College's 'protest guidelines' concern free speech advocates
- Students who disrupt free speech multiple times could be suspended or even expelled at the University of Wisconsin-Madison.
- Nonprofit free speech advocacy organizations, however, are urging the university to proceed with caution.
The University of Wisconsin-Madison announced that students could face punishment if they choose to disrupt the free speech of others.
UWM announced on Sept. 5 that it would be releasing a set of “Protest Guidelines” that are aimed at informing students about when a protest turns into a disruption of someone’s speech.
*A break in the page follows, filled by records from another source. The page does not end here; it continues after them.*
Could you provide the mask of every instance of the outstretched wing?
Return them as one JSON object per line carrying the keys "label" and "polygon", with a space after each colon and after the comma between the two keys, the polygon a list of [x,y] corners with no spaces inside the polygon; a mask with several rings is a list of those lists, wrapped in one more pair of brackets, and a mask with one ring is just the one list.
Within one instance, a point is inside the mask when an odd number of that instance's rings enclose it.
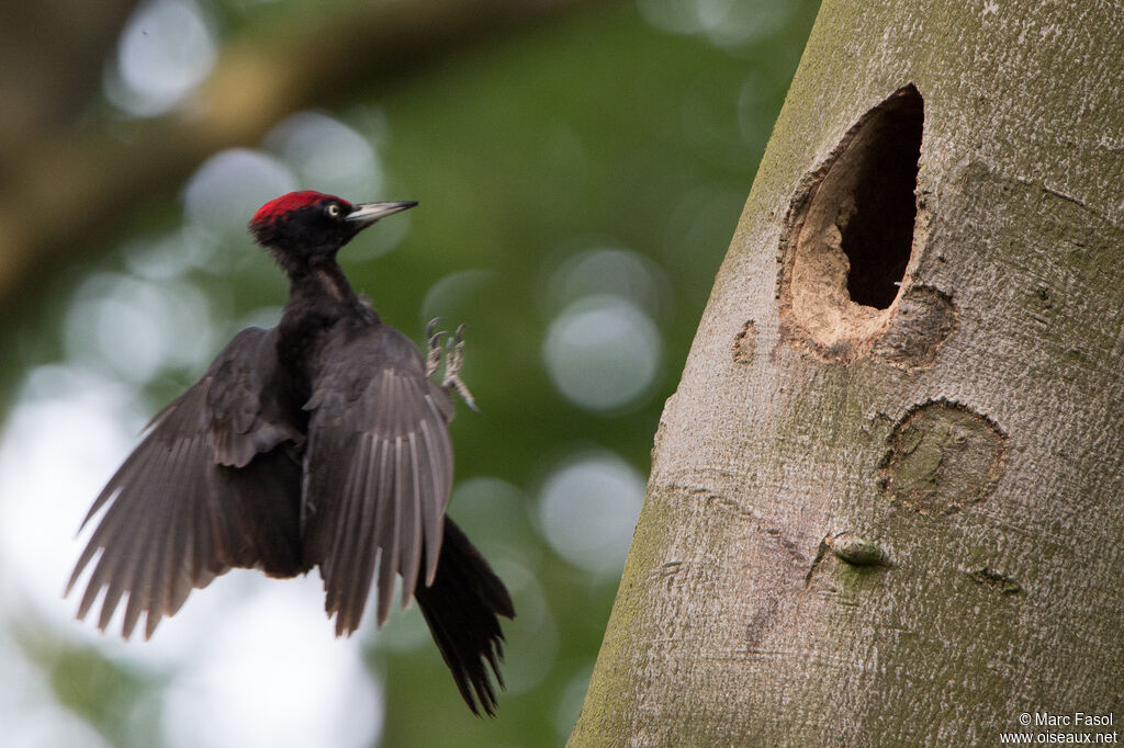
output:
{"label": "outstretched wing", "polygon": [[305,553],[320,566],[336,635],[359,628],[379,563],[378,620],[395,575],[405,606],[434,578],[453,480],[452,402],[404,335],[384,325],[327,344],[312,382],[305,455]]}
{"label": "outstretched wing", "polygon": [[274,330],[260,328],[235,336],[109,480],[82,523],[105,509],[66,586],[70,594],[93,562],[79,618],[105,589],[105,629],[127,594],[121,633],[128,638],[144,612],[148,638],[192,587],[232,566],[278,576],[307,568],[293,454],[302,437],[279,404],[275,341]]}
{"label": "outstretched wing", "polygon": [[464,703],[479,715],[479,701],[484,713],[495,715],[496,687],[488,668],[502,688],[504,632],[498,617],[515,618],[515,606],[496,572],[447,517],[437,575],[428,586],[418,580],[414,596]]}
Examples of “likely disruptive” behavior include “blocking the vision of others in any manner,” “producing noise that interferes with events and activities,” “turning off lights in the room,” and more.
UWM defines “non-disruptive behavior” as “silently protesting a speaker by attending an event with duct tape over one’s mouth or wearing clothes with words or pictures,” “holding a small poster in front of one’s person if an event allows signs,” and “engaging with a speaker if the speaker welcomes the interaction.”
“Bottom line: Protesting is fine, disrupting others’ free speech is not,” the school states in a news release.
Students accused of disruptive behavior will be investigated by the Office of Student Conduct and Community Standards. Under the new Regents policy, if a student is found guilty of violating the policy twice, they will be suspended “for a minimum of one semester.” If a student violates the policy three times, they will be expelled.
The school’s formulation of protest guidelines was accelerated when the University of Wisconsin Board of Regents approved a substantial free speech policy which would add the possibility of suspension or expulsion as punishment for disrupting others’ right to speak, as reported by Campus Reform.
“The guidelines codify many practices that our campus has used for years to successfully facilitate events, protests, and counter-protests in ways that respect the free speech rights of all parties,” UWM spokesperson Meredith McGlone told Campus Reform. “We shared this document at the beginning of the academic year for two reasons: to help individuals and groups plan for peaceful events and to provide students with behavior expectations as they participate in these campus activities.”
The guidelines were a product of the UW-Madison Protest Administrative Review Team, which was made up of students and shared governance representatives. The administrative review team reviewed a draft of the guidelines in the spring 2018 semester and gave feedback.
Rick Esenbeg, president and general counsel at the Wisconsin Institute for Law & Liberty took a cautious approach to the policy, expressing some concern.
“Any policy that prohibits ‘disruption’ of speech must be carefully circumscribed to protect the right of others to respond,” Esenberg told Campus Reform. “The university can probably limit most of the activity that is identified as ‘likely’ to be disruptive but the broad language regarding substantial and material disruption of the functioning of an institution or the rights of others should be more carefully limited.”Esenberg added that while suspension and expulsion may be warranted in some cases, WILL is not in favor of “mandatory minimums,” as described in the “Protest Guidelines.”
Foundation for Individual Rights in Education Vice President of Policy Reform Azhar Majeed agreed on one of those points.
“I think it's useful for students to be told what constitutes protected speech, including protest and to also be told what is not protected under the First Amendment such as disruptive activity," Majeed said. "I would encourage schools like UW-Madison to educate students and talk to them about what they did wrong, rather than suspending or expelling them.”